Tension américano-iranienne

Profitant de la visite de Dominique de Villepin à Téhéran, le chef de la diplomatie iranienne, Kamal Kharazi, a totalement rejeté les déclarations des Américains accusant Téhéran d’envoyer en Irak des agents iraniens ainsi que des combattants chiites irakiens formés en Iran.
De notre correspondant à Téhéran

«Ces accusations sont sans fondement», a déclaré Kamal Kharazi. Mais il a aussitôt ajouté que «la brigade Badr était un mouvement irakien et ne comprenait aucun Iranien, et chaque Irakien a le droit d'être présent en Irak et de jouer un rôle pour déterminer le futur régime politique irakien». Or, les Etats-Unis accusent précisément l’Iran d’envoyer en Irak des combattants de la brigade Badr, la branche armée de l’Assemblée suprême de la réovlution islamique en Irak (ASRII). Principal groupe de l’opposition chiite irakienne, ce mouvement islamiste dirigé par l’ayatollah Mohammad Baqr Hakim est basé et soutenu par l’Iran depuis sa création il y a plus de vingt ans. Les diplomates occidentaux basés à Téhéran estiment le nombre des combattants de la brigade Badr en Iran à environ 10 000 hommes.

Alors que jusque-là les Iraniens affirmaient toujours qu’ils n’autorisaient pas les membres de la brigade Badr retourner en Irak, désormais ils affirment que tous les Irakiens ont le droit de rentrer au pays pour influencer le cours des choses. En tout cas, ces déclarations interviennent moins de 24 heures après que la Maison Blanche eut prévenu qu'elle n'accepterait «aucune ingérence extérieure» en Irak. Washington réagissait aux informations de presse selon lesquelles Téhéran avait envoyé des agents auprès des chiites irakiens pour favoriser l'instauration d'un régime islamique en Irak. Selon le New York Times, les agents infiltrés par l'Iran appartiennent pour partie à la brigade Badr. D'autres seraient membres d'une unité spéciale des gardiens de la révolution, armée idéologique iranienne.

Face aux accusations américaines, Kamal Kharazi a répliqué en affirmant que les Etats-Unis, qui ont signé un accord de cessez-le-feu avec les moudjahidines du peuple, principal groupe de l’opposition armée iranienne basée en Irak, voulaient les utiliser contre l’Iran. «Si ces informations étaient exactes, s'ils (les moudjahidine du peuple) pouvaient effectivement rester là-bas (en Irak) et conserver leurs armes, cela révèlerait les intentions secrètes des Américains pour la région, cela serait contraire aux lois internationales et les Etats-Unis devraient en répondre», a déclaré Kamal Kharazi.

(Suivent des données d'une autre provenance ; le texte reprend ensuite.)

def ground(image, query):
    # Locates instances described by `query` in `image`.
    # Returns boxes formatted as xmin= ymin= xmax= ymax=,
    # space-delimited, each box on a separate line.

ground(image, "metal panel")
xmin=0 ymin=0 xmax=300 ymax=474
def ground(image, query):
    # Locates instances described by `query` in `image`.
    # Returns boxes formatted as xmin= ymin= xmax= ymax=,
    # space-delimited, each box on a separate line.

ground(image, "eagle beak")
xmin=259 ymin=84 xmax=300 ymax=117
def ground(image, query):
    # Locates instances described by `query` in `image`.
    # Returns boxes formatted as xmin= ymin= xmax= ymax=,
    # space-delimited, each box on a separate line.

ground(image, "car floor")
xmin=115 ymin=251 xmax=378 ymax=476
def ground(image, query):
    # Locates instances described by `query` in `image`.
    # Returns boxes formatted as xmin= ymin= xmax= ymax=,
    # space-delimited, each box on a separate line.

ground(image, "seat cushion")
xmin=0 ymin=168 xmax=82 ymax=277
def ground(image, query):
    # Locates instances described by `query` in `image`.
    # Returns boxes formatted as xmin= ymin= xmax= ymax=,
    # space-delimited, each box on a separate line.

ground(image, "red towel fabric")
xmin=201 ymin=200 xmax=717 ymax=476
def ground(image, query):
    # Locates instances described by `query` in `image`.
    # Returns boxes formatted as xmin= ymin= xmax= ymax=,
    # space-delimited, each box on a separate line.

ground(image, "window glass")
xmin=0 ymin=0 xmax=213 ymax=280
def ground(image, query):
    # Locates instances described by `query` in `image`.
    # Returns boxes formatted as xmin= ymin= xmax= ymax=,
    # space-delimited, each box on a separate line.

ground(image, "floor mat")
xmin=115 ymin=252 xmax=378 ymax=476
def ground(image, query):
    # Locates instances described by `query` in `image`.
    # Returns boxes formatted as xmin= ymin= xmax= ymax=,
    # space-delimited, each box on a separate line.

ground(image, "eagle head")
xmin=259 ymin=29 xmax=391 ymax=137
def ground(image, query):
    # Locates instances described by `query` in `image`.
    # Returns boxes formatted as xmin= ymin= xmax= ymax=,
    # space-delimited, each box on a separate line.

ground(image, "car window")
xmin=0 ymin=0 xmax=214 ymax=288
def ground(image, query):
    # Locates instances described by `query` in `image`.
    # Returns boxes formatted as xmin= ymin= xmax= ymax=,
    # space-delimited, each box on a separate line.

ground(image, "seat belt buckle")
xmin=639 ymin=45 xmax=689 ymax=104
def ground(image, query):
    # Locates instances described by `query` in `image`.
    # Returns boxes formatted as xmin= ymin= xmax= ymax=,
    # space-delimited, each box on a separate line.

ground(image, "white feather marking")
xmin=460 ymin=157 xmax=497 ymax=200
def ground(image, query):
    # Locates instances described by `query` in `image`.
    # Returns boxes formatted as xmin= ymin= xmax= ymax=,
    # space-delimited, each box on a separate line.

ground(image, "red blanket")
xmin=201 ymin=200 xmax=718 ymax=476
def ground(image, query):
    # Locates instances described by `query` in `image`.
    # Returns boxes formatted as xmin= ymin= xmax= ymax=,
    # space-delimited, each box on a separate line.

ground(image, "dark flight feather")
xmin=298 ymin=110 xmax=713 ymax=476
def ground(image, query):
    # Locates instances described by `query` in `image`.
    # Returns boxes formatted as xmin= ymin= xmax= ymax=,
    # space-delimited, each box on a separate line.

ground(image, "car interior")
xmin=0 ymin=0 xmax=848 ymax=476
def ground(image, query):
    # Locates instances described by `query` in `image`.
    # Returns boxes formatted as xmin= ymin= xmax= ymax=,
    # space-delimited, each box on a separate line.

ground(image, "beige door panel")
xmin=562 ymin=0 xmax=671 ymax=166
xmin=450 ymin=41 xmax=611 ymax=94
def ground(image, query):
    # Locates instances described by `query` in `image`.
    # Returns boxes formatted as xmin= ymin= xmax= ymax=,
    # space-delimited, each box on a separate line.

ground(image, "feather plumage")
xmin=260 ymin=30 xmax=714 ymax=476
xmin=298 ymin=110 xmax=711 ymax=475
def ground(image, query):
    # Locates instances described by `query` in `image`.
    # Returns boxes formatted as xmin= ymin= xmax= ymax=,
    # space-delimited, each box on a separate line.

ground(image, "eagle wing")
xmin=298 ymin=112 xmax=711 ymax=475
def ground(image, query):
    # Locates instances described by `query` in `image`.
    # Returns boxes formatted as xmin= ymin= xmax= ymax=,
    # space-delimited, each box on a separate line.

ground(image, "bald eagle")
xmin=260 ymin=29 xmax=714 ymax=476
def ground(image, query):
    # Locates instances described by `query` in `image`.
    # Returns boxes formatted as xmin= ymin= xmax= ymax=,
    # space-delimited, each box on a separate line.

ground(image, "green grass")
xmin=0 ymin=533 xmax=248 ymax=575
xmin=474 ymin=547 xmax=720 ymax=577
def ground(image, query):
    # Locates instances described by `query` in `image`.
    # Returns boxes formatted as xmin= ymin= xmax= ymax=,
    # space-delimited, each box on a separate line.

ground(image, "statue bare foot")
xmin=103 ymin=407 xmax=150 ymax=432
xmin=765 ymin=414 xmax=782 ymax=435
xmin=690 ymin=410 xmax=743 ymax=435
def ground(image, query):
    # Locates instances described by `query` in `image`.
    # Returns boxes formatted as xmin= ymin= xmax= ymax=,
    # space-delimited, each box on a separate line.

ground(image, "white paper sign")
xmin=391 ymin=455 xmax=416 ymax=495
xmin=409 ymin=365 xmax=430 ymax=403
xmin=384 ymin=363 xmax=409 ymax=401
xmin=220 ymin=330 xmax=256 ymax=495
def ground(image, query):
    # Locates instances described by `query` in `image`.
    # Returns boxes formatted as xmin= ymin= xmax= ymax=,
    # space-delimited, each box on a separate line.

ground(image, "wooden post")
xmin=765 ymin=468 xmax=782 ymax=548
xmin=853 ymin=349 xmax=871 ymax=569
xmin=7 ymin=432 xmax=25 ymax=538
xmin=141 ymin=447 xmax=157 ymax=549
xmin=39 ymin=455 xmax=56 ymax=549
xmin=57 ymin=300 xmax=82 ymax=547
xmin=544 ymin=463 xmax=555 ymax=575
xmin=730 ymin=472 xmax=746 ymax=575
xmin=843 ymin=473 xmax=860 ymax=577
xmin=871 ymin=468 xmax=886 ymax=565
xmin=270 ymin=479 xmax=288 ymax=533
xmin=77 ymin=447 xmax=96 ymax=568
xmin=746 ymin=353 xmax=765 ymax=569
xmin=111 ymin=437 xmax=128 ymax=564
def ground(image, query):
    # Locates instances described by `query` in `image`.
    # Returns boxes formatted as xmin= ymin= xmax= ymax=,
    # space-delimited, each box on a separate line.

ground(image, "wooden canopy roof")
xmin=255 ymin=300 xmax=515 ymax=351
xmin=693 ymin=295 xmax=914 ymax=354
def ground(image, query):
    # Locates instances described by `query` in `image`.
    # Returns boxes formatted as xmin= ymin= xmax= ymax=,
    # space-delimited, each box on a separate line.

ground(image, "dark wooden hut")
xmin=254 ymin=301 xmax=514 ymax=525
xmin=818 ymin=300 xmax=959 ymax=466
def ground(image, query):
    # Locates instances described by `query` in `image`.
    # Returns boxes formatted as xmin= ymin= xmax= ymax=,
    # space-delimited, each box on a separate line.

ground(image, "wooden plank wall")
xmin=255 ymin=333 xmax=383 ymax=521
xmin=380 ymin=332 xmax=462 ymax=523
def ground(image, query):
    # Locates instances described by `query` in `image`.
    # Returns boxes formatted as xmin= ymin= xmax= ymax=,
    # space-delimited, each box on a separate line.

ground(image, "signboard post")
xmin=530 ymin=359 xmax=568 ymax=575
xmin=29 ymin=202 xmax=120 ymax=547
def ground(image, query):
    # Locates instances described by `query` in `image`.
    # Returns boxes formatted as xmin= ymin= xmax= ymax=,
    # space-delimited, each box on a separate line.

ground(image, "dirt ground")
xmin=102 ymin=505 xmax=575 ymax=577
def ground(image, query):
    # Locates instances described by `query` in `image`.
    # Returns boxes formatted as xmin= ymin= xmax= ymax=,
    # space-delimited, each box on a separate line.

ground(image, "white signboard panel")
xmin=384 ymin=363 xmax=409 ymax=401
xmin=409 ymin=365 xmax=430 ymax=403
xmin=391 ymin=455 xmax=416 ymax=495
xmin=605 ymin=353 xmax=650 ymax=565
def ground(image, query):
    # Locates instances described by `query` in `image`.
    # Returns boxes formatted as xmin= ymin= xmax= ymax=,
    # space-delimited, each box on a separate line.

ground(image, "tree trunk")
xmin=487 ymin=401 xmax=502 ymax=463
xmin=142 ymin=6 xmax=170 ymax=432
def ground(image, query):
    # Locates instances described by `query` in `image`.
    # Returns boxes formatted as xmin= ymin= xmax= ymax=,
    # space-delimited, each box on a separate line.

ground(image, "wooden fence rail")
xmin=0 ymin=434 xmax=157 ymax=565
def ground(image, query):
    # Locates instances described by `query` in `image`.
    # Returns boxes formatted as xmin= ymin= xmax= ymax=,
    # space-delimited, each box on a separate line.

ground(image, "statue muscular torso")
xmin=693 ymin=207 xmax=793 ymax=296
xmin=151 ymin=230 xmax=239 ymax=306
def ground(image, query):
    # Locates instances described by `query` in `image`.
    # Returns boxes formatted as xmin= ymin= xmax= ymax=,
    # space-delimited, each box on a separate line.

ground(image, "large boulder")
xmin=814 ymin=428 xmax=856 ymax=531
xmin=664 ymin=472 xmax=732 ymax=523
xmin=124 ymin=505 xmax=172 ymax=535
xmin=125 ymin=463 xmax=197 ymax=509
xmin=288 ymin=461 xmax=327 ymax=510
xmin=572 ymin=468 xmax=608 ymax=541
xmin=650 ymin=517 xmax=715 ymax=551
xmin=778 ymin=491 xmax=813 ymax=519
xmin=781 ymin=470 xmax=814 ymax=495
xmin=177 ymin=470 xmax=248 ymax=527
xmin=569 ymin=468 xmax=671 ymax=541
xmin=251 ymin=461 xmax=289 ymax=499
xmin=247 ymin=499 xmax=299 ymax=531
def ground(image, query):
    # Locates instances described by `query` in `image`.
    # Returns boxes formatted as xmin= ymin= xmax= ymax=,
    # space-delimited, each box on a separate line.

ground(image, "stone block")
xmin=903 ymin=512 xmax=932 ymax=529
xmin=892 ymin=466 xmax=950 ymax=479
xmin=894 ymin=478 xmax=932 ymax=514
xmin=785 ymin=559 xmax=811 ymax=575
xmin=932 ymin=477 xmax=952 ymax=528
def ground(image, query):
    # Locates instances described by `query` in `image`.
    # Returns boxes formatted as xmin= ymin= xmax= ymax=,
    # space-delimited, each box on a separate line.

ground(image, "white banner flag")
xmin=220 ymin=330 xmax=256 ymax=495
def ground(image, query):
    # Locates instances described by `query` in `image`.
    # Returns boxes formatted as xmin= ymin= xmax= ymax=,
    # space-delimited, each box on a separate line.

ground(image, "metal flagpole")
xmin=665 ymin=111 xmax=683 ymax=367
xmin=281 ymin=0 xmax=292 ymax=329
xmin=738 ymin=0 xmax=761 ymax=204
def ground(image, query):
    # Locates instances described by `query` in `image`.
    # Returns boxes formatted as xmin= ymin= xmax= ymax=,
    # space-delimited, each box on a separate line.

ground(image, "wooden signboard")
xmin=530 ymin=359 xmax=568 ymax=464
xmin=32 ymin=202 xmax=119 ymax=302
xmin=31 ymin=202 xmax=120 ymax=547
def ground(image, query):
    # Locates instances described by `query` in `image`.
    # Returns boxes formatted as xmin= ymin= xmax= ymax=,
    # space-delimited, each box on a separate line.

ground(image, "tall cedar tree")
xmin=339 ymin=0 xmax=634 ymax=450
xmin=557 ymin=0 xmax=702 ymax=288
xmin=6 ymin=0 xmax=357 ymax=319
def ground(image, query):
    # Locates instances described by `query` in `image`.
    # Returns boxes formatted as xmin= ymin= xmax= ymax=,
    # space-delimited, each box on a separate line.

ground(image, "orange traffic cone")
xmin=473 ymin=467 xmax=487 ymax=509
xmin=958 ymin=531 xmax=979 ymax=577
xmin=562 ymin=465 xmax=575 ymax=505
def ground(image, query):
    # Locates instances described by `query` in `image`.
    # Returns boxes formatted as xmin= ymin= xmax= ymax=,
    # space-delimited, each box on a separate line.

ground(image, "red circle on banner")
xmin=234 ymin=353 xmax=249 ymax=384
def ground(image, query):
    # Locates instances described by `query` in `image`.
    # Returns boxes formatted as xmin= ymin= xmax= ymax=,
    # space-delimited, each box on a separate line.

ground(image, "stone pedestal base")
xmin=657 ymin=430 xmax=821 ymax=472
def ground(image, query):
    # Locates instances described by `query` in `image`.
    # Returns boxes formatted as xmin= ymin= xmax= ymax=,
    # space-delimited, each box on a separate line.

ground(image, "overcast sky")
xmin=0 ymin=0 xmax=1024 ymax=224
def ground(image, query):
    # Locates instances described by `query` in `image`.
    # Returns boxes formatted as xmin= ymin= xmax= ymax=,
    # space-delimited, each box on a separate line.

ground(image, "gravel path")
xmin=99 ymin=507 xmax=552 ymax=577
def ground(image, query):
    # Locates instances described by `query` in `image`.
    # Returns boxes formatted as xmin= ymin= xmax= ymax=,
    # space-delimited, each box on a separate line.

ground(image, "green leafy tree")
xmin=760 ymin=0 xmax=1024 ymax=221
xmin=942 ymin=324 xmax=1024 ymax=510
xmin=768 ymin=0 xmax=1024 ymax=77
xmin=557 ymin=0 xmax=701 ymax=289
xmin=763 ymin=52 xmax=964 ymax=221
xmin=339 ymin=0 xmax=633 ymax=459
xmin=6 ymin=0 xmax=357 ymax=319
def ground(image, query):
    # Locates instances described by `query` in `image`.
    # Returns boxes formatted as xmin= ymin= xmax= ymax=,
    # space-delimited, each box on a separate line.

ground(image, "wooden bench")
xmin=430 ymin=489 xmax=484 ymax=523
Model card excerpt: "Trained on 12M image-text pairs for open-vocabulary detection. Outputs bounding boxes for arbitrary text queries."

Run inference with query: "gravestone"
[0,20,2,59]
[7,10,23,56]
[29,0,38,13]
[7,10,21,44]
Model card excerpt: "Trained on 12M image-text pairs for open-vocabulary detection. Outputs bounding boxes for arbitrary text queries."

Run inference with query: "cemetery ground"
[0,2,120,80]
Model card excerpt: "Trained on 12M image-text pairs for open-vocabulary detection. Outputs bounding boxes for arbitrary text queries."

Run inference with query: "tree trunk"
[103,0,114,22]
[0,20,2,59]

Principal groupe de l’opposition armée iranienne, les moudjahidines se sont installés en Irak au milieu des années 80. Soutenus et armés par le régime de Saddam Hussein, ils ont créé une véritable armée en exil qui disposait de 400 chars, de pièces d’artillerie et même de quelques hélicoptères, fournis pour l’essentiel par l’armée irakienne. Selon les sources occidentales, ils étaient plusieurs milliers de combattants et disposaient de plusieurs camps militaires.

«La ligne rouge passe sur nos frontières»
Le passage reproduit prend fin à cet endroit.